Push for democratization in South Korea shifts to factories. Mood of protest spreads ... and so do strikes
The Korean people's turbulent, and sometimes violent, movement for democratization has shifted from the campuses and boulevards to the factory floors. Since late July, a wave of strikes has swept South Korea. From the coal mines to the docks, from auto parts suppliers to huge shipbuilders, Korean workers have walked out, sat in, and protested for higher wages and union rights. According to reports from Seoul, South Korea's entire automotive industry was shut down yesterday by labor disputes.
Korean newspapers report some 200 ongoing strikes, almost half starting in the last two days. In some cases, though still few in number, workers have clashed violently with riot police using tear gas to break up demonstrations.
The scale of labor unrest has prompted official warnings of intervention should the disputes seriously threaten Korea's export-dominated economy. Even opposition leader Kim Dae Jung felt compelled to issue an appeal urging that ``violence and radical behavior should be avoided and maturity should be displayed with dialogue and compromise.''
The workers' actions are viewed by most Korean observers as an inevitable outgrowth of the massive political protests which forced the government to concede to opposition demands for free elections and democratic reforms.
``A lot of us felt something had to come,'' said one Seoul corporate chairman. ``We had student unrest - now the workers. This is an extension of what we've seen throughout the summer.''
The demands of labor are basically economic - for a fairer share of Korea's much vaunted economic miracle. Wage levels are low, even in the more advanced industries like autos and shipbuilding. According to the pro-government Federation of Korean Trade Unions, average monthly wages are 300,000 won ($370). In more backward industries like textiles or footwear, wages of 100,000 won ($120) are common.
Although the current strikes are often over wages, notes one Western diplomat in Seoul, ``the key demand is the one for genuinely autonomous unions.'' Labor has been tightly controlled under the military-led regimes of the past 26 years. The unions that exist are dismissed by one Korean political analyst as ``facade unions,'' company unions established ``to suppress the labor movement.''
``There is a lot of accumulated frustration especially with the big conglomerates who have blocked labor movements up till now,'' says a Roman Catholic priest involved with the labor movement.
Groups like Hyundai, Daewoo, and Samsung, whose exports are now winning significant markets in the United States, have systematically curtailed union organization and strikes in the name of economic growth. This view, up till recently, has had the backing of the government.
During the recent strikes, the government has been generally restrained and cautious.
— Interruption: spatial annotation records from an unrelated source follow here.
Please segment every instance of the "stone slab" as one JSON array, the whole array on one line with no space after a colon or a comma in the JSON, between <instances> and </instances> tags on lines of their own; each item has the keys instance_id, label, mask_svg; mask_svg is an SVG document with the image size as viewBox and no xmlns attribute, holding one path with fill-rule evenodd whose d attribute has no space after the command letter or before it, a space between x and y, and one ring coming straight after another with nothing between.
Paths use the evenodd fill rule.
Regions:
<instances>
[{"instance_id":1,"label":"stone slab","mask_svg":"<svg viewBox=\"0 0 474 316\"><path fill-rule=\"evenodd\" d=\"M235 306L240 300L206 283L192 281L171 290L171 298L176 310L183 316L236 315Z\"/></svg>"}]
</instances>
``Businessmen want to see a more active role from the government,'' says a senior government economic planner, ``but the government position is that this is basically between management and their employees.''
The ruling Democratic Justice Party is under strong political pressure to maintain this moderate stance. Negotiations on constitution revision with the opposition parties are ongoing and a presidential election campaign will follow. The use of force to halt strikes would deal a blow to the democratic image they have been trying to cultivate.
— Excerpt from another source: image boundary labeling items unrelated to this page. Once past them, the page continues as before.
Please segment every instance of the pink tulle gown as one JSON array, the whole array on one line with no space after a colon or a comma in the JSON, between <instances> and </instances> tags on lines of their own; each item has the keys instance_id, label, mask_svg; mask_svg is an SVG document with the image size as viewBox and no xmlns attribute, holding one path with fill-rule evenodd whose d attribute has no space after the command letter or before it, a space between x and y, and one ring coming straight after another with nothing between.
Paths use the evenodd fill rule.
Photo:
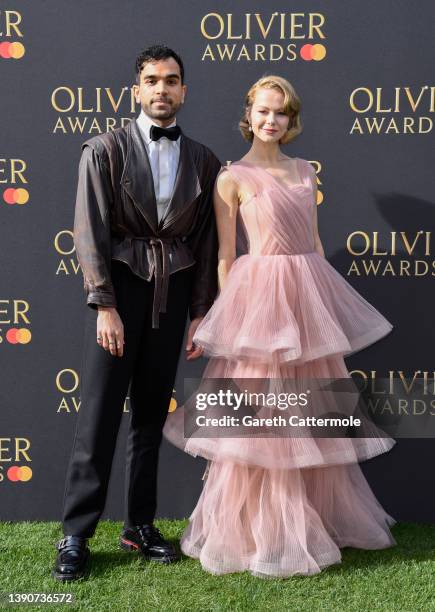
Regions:
<instances>
[{"instance_id":1,"label":"pink tulle gown","mask_svg":"<svg viewBox=\"0 0 435 612\"><path fill-rule=\"evenodd\" d=\"M194 337L210 360L204 378L345 378L343 356L392 325L314 250L315 173L296 159L299 180L284 183L243 160L225 166L249 186L238 227L247 252ZM310 575L340 562L340 548L396 542L358 461L388 451L388 437L342 439L184 438L184 407L164 435L207 458L182 551L213 574ZM354 443L358 442L358 445Z\"/></svg>"}]
</instances>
However, the economic official said, ``the government cannot just sit and wait only.'' Labor Minister Lee Heun Ki issued a statement on Tuesday warning that if ``the situation goes so far as to have a devastating impact on the national economy and daily life of the people, the government has no choice but to deal with such disputes by law.''
The major concern is the impact on Korea's export industries. Mr. Lee claimed that the disputes had caused a production loss of 100 billion won (about $124 million) and an export decline of about $55 million. Hyundai Motor Co., whose plant has been shut down for almost a week, said the strikes, including at plants that provide part supplies, are seriously disrupting shipments of cars to the US and other countries.
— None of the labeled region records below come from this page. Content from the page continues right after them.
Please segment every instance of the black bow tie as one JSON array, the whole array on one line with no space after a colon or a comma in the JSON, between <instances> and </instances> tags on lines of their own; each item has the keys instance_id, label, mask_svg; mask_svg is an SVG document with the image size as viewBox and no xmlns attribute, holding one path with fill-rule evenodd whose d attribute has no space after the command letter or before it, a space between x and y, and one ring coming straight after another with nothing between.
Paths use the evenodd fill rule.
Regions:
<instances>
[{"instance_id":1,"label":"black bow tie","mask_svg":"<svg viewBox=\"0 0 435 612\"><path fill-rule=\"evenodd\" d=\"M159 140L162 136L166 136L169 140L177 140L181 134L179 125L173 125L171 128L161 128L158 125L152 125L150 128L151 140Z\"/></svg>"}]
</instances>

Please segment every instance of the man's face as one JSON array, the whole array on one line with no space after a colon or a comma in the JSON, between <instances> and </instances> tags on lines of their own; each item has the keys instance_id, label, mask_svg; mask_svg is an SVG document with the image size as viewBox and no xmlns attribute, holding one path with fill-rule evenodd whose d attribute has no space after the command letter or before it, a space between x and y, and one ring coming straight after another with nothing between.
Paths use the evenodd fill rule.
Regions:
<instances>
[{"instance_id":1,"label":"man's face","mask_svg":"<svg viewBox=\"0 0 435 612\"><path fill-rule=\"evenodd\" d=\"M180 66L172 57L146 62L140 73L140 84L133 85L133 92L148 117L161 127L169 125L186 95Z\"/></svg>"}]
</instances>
Korea has only recently turned into a trade surplus nation. Business circles, says the Seoul executive, ``fear we are losing that hard-won prize very quickly.''
The new labor movement, says the government economist, is a ``necessary process we should go through but I hope the cost is minimal.''
The future course of events appears totally unpredictable. Once again in Korea, the key is the willingness of both sides to hold serious negotiations and compromise.
One view is that conservative anti-union forces among business, backed by the government, will resist new unionization. The conservative view, says the business executive, is that there is a silent majority of workers and that ``disputes are being institigated by outside agitators.''
Labor Minister Lee pointed to ``impure elements,'' a reference to radical students who have gone to work and organized inside factories. Middle-class Koreans, a political analyst says, are concerned that the labor agitation will provoke a ``authoritarian backlash,'' threatening the broader process of democratization.